LEE: Like the personalities of it. That’s not easy. That’s definitely not easy. It’s taken me a lot of training. But I’m forty-nine years old. I’ve seen a lot more than when I was nineteen. I remember when I was nineteen, I was different. When I was nineteen, I wasn’t thinking I was going to be a writer. Like, that wasn’t part of the equation. Also, I read a lot of nonfiction, like a ton of nonfiction.

WEST 10TH: What kind of nonfiction did you read?

LEE: History, sociology, I loved biography. I just read a really knock-out biography by Eric Wagner. It’s called A Chief Engineer. And that was the biography of the man who built the Brooklyn Bridge. I liked the way she told the story. I just finished Bill Goldstein’s book, The World Broke in Two. And that was really great. Also Will Schwalbe’s book, The End of Your Life Book Club which is a memoir, so I read that. So these are some of the writers that I know personally, and it’s such a relief when their books are excellent. Like, (laughs) “I loved that, what a relief.”

WEST 10TH: Speaking to your research experience, you also lived in Tokyo for four years, to do research for Pachinko.

LEE: I also lived there because my husband got a job there and I was going with my family. I lived there from 2007 to 2011, and when I was there, I decided to return to Pachinko, which was a—I didn’t call it Pachinko back then. I had an entire manuscript between 1996 to 2003, and that book was called Motherland, and excerpt of it was published in 2002 in the Missouri Review. And I had thought that I would write a book about the Korean Japanese, and I thought the focus would primarily be on my character Solomon, who appears at the very end of Pachinko and he’s sort of a minor character. But when I went to Japan and I met all these Korean-Japanese people, I realized it had to be a historical novel, which is very, very daunting, because I wanted it to be accurate, and that required another level of research that I didn’t anticipate. And I ended up throwing out the entire manuscript for that first book, and I started all over again. 

WEST 10TH: That’s incredible.

LEE: The only chapter that I kept was the one that was published in The Missouri Review. And that was changed, it was changed, but it appears in Pachinko. But like—I kept that. (Laughs). One story I kept and the rest of it I threw away and I started all over again because Sunja didn’t exist. Noa didn’t exist. All these characters that primarily infuse the book and carry the book in terms of the spine did not exist until I moved to Japan.

WEST 10TH: Given that you yourself lived in Tokyo for four years—a country with a lot of fraught history—I was wondering whether you found it difficult to feel objective or separated from your own identity as a Korean woman living in Japan. How did you find that experience? Was it difficult to remain, to an extent, objective?
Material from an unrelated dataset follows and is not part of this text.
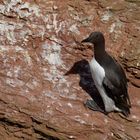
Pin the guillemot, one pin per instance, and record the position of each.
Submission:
(109, 78)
LEE: Oh, I don’t believe in objectivity. I think it’s nonsense. I think the amount of pressure there is to be objective is stupid because we might as well accept the fact that we try to be objective, we try to be fair, but we can’t help but be subjective and interested in our own personal interests. Should we submit to our biological commands to be self-interested? Absolutely not, because then you would have a society based on chaos. However, I think it’s there, I think it’s there and I think it’s something we should be mindful of. Even as a journalist you can see bias. All the time. Like, I do journalism, and I am constantly thinking—“Oh, wow—I want to be fair.” And I really believe in it and I want to be accurate, but I could tell when I like somebody and I don’t like somebody. I can. I mean, I’m not going to lie to you. You know what I mean? So it’s something I am aware of and try really hard to override any impulses that would be unfair. It’s hard not to be prejudiced against people. Like when I hear about someone doing something really horrible to someone else, my heart immediately goes out to the victim, but it’s interesting. I’ve met enough victims where I go, “Oh, that person who did do that thing is terrible.” But sometimes, sometimes, the victims aren’t very likeable. And wow—that’s complicated. (Laughs). And that’s part of my job, I think, as a social realist novelist. To understand that.

WEST 10TH: A lot of this is about empathy and humanity, and in Pachinko, you write, “Living every day in the presence of those who refuse to acknowledge your humanity takes great courage.” This quote is deeply relevant to our current and historical political landscape, what with policies and bans, historical segregation. What do you think the social realist novel can do to move us towards a better, more empathetical society?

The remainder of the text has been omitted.